Kembali Dengan Damai

Kemarin, mendapatkan pekerjaan di sebuah pabrik, yang membangkitkan kembali kenangan lama. Tentang masa selepas putih abu-abu. Tentang “dendam” yang menginginkan kembali untuk sebuah pembuktian bisa menaklukkan. Tentang seseorang yang begitu menghina, sehingga namanya masih diingat. Tapi nyatanya kemarin, kembali dengan damai. Tanpa dendam. Tanpa ingin membuktikan. Tanpa keinginan menaklukan. Tanpa apa-apa, selain hanya menjalani dan menyelesaikan pekerjaan.

Belasan tahun lalu itu, selepas menyelesaikan SMA. Saya punya 2 rencana : kuliah dan mencari beasiswa untuk kuliah. Untuk jalur beasiswa, sekalian mendapaftar di 2 tempat. Pertama di sebuah pabrik yang cukup punya nama dan kedua di gabungan pabrik di daerah Cilegon. Kesemuanya dijalani, dan puji Gusti,  sesuai keinginan.

Di kampus dan jurusan yang dipilih, saya lolos. Beasiswa di Pabrik pertama, gagal. Katanya, yang diberi beasiswa hanya lelaki. Perempuan tidak bisa dipekerjaan di pabrik, di area site. Beasiswa satunya, lolos. Bahkan dengan nilai terbesar di antara lima orang yang akan diinterview di pabrik X. Namun ketika interview di pabrik, bapak HRDnya dengan terang-terangan bilang, “beasiswa yang diberikan khusus untuk lelaki, karena perempuan gak bisa bekerja di pabrik.” Jujur, saat itu saya kecewa dan marah. Kecewa karena keinginan untuk tak membebani orang tua perkara biaya kuliah, nyatanya gagal. Marah karena merasa disepelekan hanya karena perempuan. Fix, nama beliau diingat dan berjanji akan “menaklukan” pabriknya setelah lulus kuliah.

Selepas lulus kuliah, melamar di pabriknya. Gak kunjung juga dipanggil, padahal background teknik kimia cocok dengan pabriknya yang adalah pabrik kimia. Mungkin bapak HRDnya masih mengingat nama saya dan masih berkesimpulan bahwa perempuan tak bisa dipekerjakan di site, dan tak juga memberikan kesempatan menjadi officer. Atau Gusti tahu bahwa saya masih menyimpan dendam, jadi tak baik jika menempatkan di sana.

Tahun-tahun berganti. Setelah introspeksi dan kontemplasi panjang yang dilakukan, tersadari adanya luka batin yang terendap lama. Luka batin yang akhirnya menjalari ke sakit fisik. Pelan-pelan berusaha melepaskan luka batinnya, agar sembuh dan waras. Menjadi manusia yang damai, tenang dan ridho serta diridhoi.

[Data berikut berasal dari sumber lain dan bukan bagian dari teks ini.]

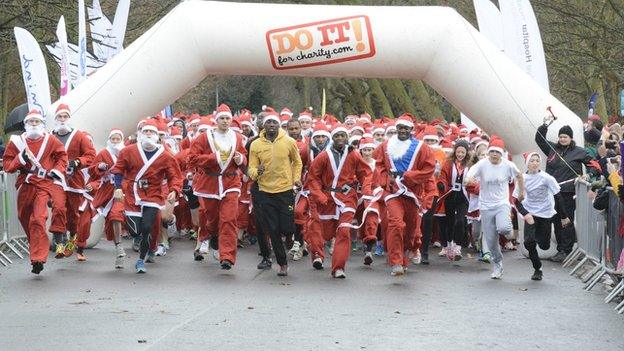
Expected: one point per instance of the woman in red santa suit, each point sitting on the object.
(405, 165)
(80, 153)
(104, 183)
(333, 179)
(145, 165)
(40, 159)
(219, 158)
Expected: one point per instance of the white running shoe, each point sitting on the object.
(497, 273)
(397, 270)
(294, 249)
(339, 274)
(161, 251)
(416, 257)
(204, 247)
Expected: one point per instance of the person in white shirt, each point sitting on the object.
(494, 175)
(542, 202)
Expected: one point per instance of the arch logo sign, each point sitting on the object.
(321, 43)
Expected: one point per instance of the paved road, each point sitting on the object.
(181, 304)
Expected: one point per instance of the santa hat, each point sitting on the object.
(62, 108)
(367, 143)
(496, 144)
(205, 123)
(305, 115)
(354, 138)
(223, 110)
(321, 129)
(405, 120)
(150, 124)
(339, 128)
(287, 112)
(271, 116)
(245, 119)
(447, 145)
(33, 114)
(431, 133)
(115, 131)
(527, 156)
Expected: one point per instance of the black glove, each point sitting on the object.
(440, 187)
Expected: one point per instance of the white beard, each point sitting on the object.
(148, 143)
(114, 148)
(398, 148)
(34, 132)
(62, 128)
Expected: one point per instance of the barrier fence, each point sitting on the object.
(599, 242)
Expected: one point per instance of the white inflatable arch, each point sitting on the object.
(200, 38)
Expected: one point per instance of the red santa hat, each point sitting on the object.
(115, 131)
(527, 156)
(430, 133)
(33, 114)
(367, 143)
(150, 124)
(339, 128)
(446, 145)
(62, 108)
(305, 115)
(205, 123)
(496, 144)
(405, 120)
(286, 111)
(320, 129)
(223, 110)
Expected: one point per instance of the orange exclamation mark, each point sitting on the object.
(357, 29)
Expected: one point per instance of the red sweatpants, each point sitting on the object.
(32, 212)
(221, 221)
(329, 230)
(58, 222)
(403, 220)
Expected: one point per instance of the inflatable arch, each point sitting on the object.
(435, 44)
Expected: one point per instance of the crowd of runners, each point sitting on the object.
(300, 185)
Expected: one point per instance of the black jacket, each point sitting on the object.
(575, 156)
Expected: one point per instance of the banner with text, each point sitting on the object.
(321, 43)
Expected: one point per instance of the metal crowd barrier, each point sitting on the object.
(14, 240)
(599, 242)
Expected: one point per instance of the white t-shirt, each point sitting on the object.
(540, 189)
(494, 182)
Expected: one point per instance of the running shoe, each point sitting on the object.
(59, 251)
(140, 267)
(397, 270)
(339, 274)
(368, 258)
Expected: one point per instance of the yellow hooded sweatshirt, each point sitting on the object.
(281, 160)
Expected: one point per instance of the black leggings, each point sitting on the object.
(142, 227)
(456, 208)
(536, 234)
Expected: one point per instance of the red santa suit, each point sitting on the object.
(79, 147)
(103, 202)
(34, 185)
(217, 184)
(333, 183)
(413, 164)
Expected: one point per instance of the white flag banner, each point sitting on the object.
(93, 63)
(82, 42)
(61, 34)
(522, 39)
(118, 32)
(490, 22)
(34, 72)
(100, 31)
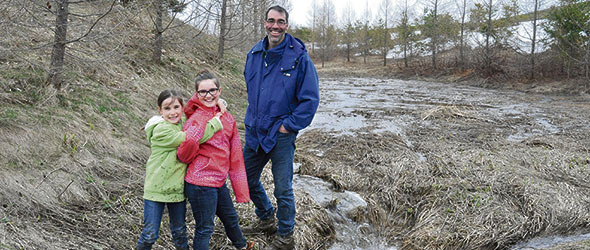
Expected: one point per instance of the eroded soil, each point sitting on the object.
(452, 166)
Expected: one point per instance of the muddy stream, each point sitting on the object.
(352, 105)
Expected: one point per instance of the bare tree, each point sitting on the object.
(348, 29)
(60, 39)
(534, 38)
(326, 20)
(59, 46)
(161, 8)
(405, 32)
(433, 40)
(222, 30)
(365, 38)
(385, 15)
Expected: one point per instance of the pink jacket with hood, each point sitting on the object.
(210, 163)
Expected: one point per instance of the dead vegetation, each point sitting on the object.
(454, 180)
(72, 160)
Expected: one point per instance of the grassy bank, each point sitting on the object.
(72, 161)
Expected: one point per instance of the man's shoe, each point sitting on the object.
(268, 226)
(249, 246)
(282, 243)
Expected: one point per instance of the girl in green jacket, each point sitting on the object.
(164, 178)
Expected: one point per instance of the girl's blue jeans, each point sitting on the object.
(152, 217)
(206, 202)
(281, 157)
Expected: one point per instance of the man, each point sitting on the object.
(283, 96)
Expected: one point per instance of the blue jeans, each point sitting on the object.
(281, 157)
(206, 202)
(152, 217)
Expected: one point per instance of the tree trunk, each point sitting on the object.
(222, 31)
(434, 35)
(534, 40)
(157, 49)
(59, 46)
(462, 48)
(488, 60)
(405, 32)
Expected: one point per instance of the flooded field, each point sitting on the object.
(448, 166)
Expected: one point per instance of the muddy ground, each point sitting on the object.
(449, 166)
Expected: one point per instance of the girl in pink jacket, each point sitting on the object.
(209, 165)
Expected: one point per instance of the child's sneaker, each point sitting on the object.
(249, 246)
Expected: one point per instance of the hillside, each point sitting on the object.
(72, 160)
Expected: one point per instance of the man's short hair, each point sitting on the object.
(279, 9)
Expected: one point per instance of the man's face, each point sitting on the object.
(276, 25)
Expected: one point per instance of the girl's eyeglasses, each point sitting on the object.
(271, 22)
(204, 92)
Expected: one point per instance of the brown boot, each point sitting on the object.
(282, 243)
(261, 226)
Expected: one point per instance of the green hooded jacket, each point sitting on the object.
(164, 173)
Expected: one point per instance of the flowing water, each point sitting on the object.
(351, 105)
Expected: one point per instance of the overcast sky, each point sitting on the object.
(301, 9)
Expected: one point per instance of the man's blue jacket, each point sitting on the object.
(283, 89)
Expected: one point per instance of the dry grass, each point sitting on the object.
(72, 160)
(475, 190)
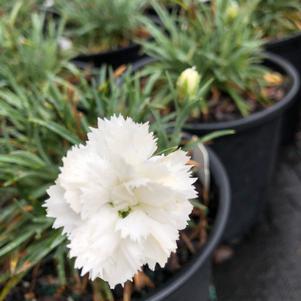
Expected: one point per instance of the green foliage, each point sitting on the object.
(95, 25)
(277, 18)
(31, 54)
(222, 47)
(20, 11)
(37, 129)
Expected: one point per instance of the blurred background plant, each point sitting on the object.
(277, 18)
(217, 39)
(100, 25)
(33, 53)
(36, 131)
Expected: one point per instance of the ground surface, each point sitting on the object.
(267, 264)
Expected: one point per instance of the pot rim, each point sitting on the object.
(254, 119)
(221, 180)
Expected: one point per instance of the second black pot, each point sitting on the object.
(193, 281)
(290, 49)
(250, 154)
(114, 58)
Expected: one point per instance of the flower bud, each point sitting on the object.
(232, 10)
(188, 83)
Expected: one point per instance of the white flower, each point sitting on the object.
(188, 83)
(120, 205)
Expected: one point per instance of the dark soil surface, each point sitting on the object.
(266, 266)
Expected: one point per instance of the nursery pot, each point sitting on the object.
(114, 58)
(290, 49)
(193, 281)
(249, 155)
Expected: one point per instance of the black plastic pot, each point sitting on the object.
(114, 58)
(290, 49)
(193, 281)
(250, 154)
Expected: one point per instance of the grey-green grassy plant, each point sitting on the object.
(37, 129)
(98, 25)
(277, 18)
(31, 54)
(215, 39)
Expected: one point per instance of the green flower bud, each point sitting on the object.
(188, 83)
(232, 11)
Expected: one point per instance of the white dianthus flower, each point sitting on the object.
(120, 205)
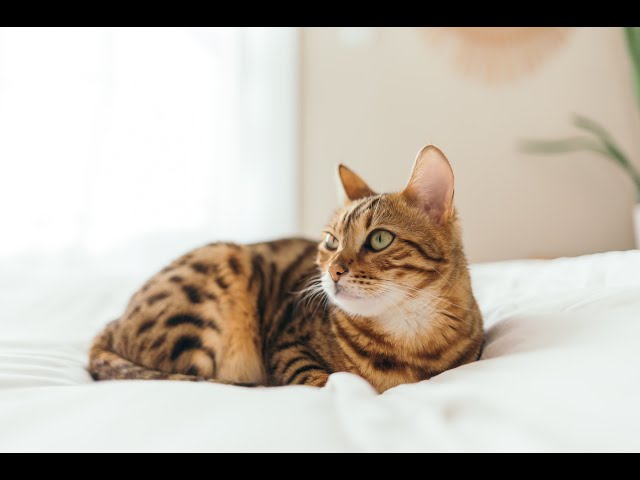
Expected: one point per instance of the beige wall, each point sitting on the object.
(372, 105)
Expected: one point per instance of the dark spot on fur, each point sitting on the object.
(159, 341)
(192, 293)
(148, 325)
(234, 265)
(184, 320)
(185, 344)
(222, 283)
(157, 297)
(200, 267)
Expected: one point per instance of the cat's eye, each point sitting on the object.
(331, 242)
(379, 240)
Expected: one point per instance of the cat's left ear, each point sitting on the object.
(431, 184)
(353, 187)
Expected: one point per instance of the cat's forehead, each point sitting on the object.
(360, 214)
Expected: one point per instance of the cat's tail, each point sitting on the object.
(105, 364)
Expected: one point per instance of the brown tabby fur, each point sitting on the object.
(256, 314)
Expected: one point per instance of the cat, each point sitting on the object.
(386, 294)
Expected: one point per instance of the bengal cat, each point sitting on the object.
(386, 295)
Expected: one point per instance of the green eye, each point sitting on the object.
(331, 242)
(379, 240)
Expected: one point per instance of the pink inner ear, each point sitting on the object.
(431, 184)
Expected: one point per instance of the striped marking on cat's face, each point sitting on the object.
(380, 253)
(392, 251)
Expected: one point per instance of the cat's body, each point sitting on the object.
(293, 312)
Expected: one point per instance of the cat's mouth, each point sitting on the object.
(341, 291)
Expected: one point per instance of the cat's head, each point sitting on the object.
(381, 250)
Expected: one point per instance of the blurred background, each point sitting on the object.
(122, 148)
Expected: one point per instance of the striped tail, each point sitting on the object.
(105, 364)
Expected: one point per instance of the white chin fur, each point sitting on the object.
(364, 307)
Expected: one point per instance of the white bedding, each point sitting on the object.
(560, 372)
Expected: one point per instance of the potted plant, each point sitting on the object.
(596, 139)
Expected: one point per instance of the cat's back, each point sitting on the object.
(205, 313)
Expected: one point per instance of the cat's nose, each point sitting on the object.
(336, 270)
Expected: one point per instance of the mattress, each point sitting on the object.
(559, 372)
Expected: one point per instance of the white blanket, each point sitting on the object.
(560, 372)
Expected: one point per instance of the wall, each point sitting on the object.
(371, 104)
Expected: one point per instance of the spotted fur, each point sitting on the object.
(272, 313)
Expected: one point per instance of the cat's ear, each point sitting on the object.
(353, 187)
(431, 184)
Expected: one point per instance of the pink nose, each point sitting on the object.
(336, 270)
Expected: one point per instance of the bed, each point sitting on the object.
(560, 372)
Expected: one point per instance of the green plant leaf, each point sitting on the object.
(564, 145)
(611, 149)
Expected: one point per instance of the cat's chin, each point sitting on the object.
(363, 307)
(351, 303)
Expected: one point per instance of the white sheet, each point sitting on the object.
(560, 372)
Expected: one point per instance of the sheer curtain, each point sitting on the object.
(149, 141)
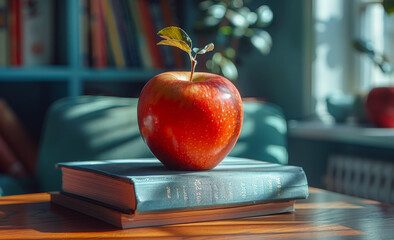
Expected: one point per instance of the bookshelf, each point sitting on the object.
(67, 77)
(70, 71)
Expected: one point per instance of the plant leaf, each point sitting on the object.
(177, 37)
(209, 47)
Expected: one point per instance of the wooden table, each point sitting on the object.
(323, 215)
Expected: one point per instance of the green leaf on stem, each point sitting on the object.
(177, 37)
(209, 47)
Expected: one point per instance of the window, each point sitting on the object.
(337, 67)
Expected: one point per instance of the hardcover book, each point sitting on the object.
(145, 185)
(37, 32)
(134, 220)
(3, 34)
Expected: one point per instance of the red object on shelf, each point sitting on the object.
(379, 106)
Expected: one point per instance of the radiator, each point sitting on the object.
(361, 177)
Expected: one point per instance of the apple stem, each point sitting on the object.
(194, 63)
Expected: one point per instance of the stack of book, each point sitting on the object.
(122, 33)
(142, 192)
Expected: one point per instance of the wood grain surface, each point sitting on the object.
(323, 215)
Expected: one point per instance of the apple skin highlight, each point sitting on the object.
(190, 125)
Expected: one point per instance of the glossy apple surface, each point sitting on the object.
(379, 106)
(190, 125)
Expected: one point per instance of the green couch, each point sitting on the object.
(97, 128)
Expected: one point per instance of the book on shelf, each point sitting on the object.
(122, 33)
(145, 185)
(15, 32)
(9, 163)
(98, 35)
(3, 33)
(113, 35)
(134, 220)
(26, 32)
(17, 137)
(37, 32)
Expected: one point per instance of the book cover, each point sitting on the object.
(143, 50)
(9, 163)
(4, 56)
(16, 136)
(145, 185)
(15, 32)
(98, 34)
(37, 32)
(112, 31)
(125, 221)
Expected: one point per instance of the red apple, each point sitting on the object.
(379, 106)
(190, 125)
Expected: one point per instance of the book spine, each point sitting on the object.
(158, 23)
(37, 32)
(98, 38)
(177, 192)
(3, 34)
(17, 137)
(170, 20)
(148, 30)
(9, 163)
(121, 27)
(143, 50)
(15, 32)
(84, 36)
(113, 33)
(131, 36)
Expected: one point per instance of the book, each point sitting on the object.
(15, 32)
(9, 163)
(170, 20)
(158, 20)
(148, 29)
(145, 185)
(121, 25)
(3, 33)
(16, 136)
(98, 34)
(143, 50)
(84, 30)
(133, 220)
(37, 32)
(113, 34)
(131, 35)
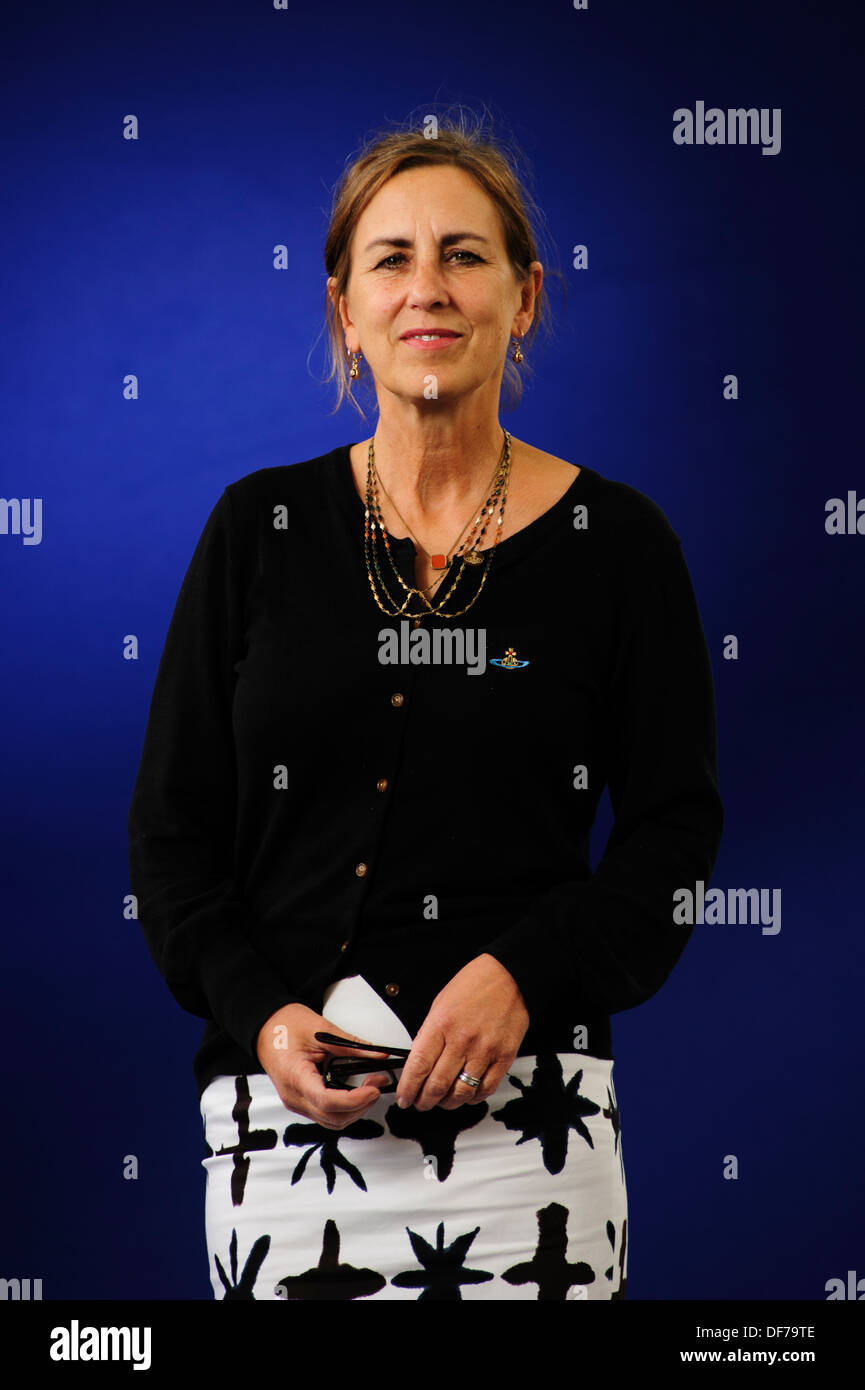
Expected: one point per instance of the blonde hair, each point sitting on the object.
(465, 143)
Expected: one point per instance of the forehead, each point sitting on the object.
(429, 195)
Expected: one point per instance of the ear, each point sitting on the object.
(529, 293)
(341, 307)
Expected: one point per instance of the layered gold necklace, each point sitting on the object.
(467, 553)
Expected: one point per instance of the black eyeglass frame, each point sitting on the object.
(337, 1069)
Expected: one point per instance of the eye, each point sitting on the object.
(398, 256)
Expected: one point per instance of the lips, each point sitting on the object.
(429, 332)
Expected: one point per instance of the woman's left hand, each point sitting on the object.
(474, 1025)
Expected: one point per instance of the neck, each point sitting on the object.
(438, 470)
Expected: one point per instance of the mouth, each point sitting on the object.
(431, 339)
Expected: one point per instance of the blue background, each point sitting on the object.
(155, 256)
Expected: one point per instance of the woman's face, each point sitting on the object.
(429, 252)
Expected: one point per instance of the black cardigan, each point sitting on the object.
(305, 809)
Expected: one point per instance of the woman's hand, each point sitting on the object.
(474, 1025)
(289, 1054)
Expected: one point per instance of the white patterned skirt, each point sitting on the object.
(519, 1197)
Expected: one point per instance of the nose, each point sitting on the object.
(427, 284)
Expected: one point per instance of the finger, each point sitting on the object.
(424, 1054)
(490, 1082)
(440, 1082)
(462, 1093)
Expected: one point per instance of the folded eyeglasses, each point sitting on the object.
(337, 1069)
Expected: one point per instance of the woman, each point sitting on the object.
(397, 681)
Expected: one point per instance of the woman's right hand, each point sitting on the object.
(289, 1054)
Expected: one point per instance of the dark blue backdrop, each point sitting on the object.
(155, 257)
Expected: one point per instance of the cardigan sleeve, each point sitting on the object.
(609, 941)
(184, 805)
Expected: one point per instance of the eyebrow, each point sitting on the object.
(447, 241)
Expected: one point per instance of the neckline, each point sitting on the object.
(508, 548)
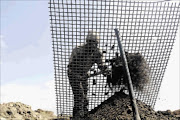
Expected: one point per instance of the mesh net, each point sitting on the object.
(147, 31)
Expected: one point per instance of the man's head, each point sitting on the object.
(92, 38)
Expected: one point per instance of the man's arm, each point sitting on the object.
(99, 61)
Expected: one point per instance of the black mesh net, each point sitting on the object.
(85, 49)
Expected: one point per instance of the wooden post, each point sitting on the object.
(130, 87)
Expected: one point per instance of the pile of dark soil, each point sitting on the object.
(118, 107)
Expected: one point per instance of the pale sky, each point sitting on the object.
(27, 73)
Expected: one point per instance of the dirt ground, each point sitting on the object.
(118, 107)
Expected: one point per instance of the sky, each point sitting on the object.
(27, 73)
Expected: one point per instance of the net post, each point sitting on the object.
(130, 87)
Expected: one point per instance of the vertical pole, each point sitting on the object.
(130, 87)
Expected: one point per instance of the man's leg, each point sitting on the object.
(78, 97)
(85, 99)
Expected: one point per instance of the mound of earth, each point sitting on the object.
(118, 107)
(20, 111)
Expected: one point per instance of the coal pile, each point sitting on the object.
(118, 107)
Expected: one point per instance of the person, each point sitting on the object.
(81, 60)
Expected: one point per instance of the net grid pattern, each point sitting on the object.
(148, 28)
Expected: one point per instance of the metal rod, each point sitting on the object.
(130, 87)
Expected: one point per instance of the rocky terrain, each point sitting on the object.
(116, 107)
(20, 111)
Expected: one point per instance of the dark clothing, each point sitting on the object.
(80, 62)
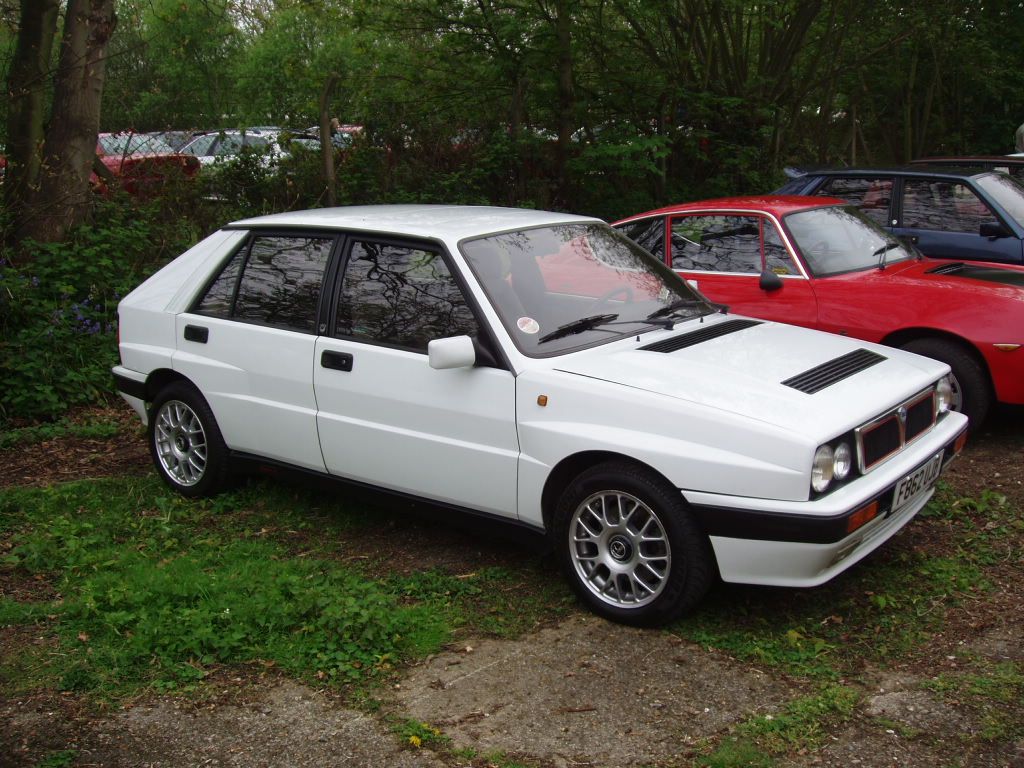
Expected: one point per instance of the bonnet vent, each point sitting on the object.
(826, 374)
(696, 337)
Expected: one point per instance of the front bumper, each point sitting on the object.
(804, 544)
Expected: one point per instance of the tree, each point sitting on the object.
(47, 206)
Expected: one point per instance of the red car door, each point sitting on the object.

Segala keinginan pun dilepaskan, berganti hanya keinginan menjalani jalan yang diberikan-Nya saja.

Di saat sudah berpasrah menjalani pekerjaan yang diberikan-Nya, menjadi guru bagi anak-anak yang sama sekali tak pernah diinginkan, justru diberi pekerjaan yang akhirnya mengantarkan saya ke pabrik-pabrik. Bahkan ke pabrik yang dulu menolak memberikan beasiswa hanya karena status sebagai seorang perempuan.

Entah kenapa saya berpikir begini. Gusti tak menempatkan saya di sebuah pabrik, karena Gusti sangat tahu, bahwa jiwa saya tak bisa “dikurung” lama dan bosan belajar hal yang sama sekian lama di sebuah tempat. Dengan status sebagai anak lapangan yang aktivitasnya mobile, saya tak hanya bisa belajar dari tempat-tempat yang didatangi, tapi juga memfasilitasi hobi fotografi dan hobi berpetualang, pun hobi mengamati prilaku orang lain 😆😆

 Pada akhirnya mengucapkan terima kasih pada Gusti, atas ketidakterkabulan keinginan lalu, dan pada orang-orang yang dulu menolak. Karena ketidakterkabulan dan penolakan itu, walaupun sempat membuat sakit dan merasa menjadi orang yang tak berguna, tapi nyatanya mengantarkan pada perenungan yang menjadi jalan untuk menjadi versi diri yang semakin baik.

Semoga semua mahluk penghuni semesta senantiasa berbahagia, dan hidup dalam keselarasan serta keseimbangan.


Komentar

  1. Emang sih setiap sesuatu kejadian punya maksud tertentu

    BalasHapus
    Balasan
    1. betul kang. Maksud dan tujuan yang bisa diketahui setelah melewati dan merenungkannya.